Due to the conflict, over a million Kosovars were displaced or fled the country (many to Germany and Switzerland). At the same time, non-Albanian residents, mostly but not only Serbs, were driven out of the province as well. Atrocities were committed on both sides, but the International Tribunal for the Former Yugoslavia put several senior Serbian officials in the dock in The Hague, eventually including Milošević (who, however, died in prison before he could be sentenced).
Resolving the status of Kosovo remained an open question, and this was the subject of renewed negotiations from 2006. In the UN Security Council Russia blocked/vetoed any solutions that would not be acceptable to both Belgrade and Pristina.
Eventually Kosovo unilaterally declared its independence on 17 February 2008, with the backing of the USA and most of Europe. Serbia has never recognized this, and northern parts of Kosovo that the new state also claimed for its territory remain inhabited by ethnic Serbs who retain close ties with post-Yugoslavian Serbia, fly the Serbian flag, speak Serbian and use the Serbian currency (see Mitrovica).
And so the status of Kosovo remains somewhat volatile, even though Serbia grudgingly accepts Kosovan self-rule these days. Occasionally, tensions flare up again in or around Serbian enclaves and in the north. But compared to the wild 1990s, Kosovo has come a long way towards a peaceful status quo.
And this has also opened up the country to tourism. Together with Albania, Kosovo has become a “secret” new hip destination. And growth was considerable until the Covid-19 pandemic put a sudden end to it. Tourism is now slowly recovering, though.

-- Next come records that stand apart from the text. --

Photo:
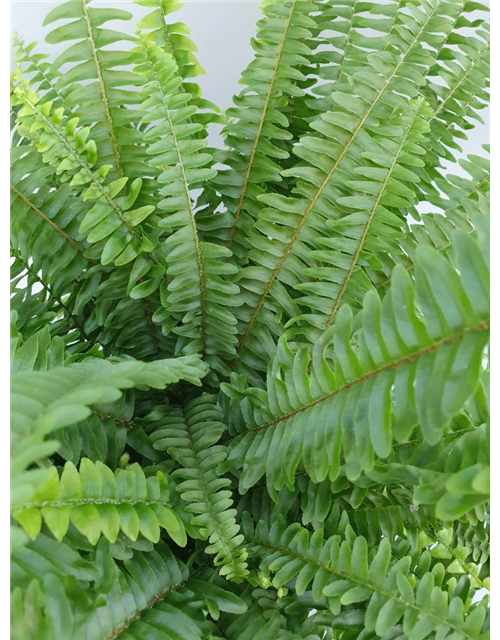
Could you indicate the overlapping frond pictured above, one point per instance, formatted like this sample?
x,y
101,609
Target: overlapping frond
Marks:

One more thing about flags. You may be surprised that in the country you see at least as many Albanian national flags flying as the officially adopted flag of Kosovo. And indeed many Kosovars do not like the artificially introduced flag and prefer to associate themselves with Albanians, with whom they form “one people”. And also as in Albania you may also note a surprising presence of EU flags. The EU is involved in various projects both in Kosovo and in Albania, but membership is not yet on the cards – although very much wished for in both countries. But given the unresolved status of parts of Kosovo, the country will have far less chances of joining the “EU club” than Albania.
Despite that, Kosovo has adopted the euro as its legal tender, rather than introducing a currency of its own. This makes it practical for visitors, especially for those from the Eurozone, of course.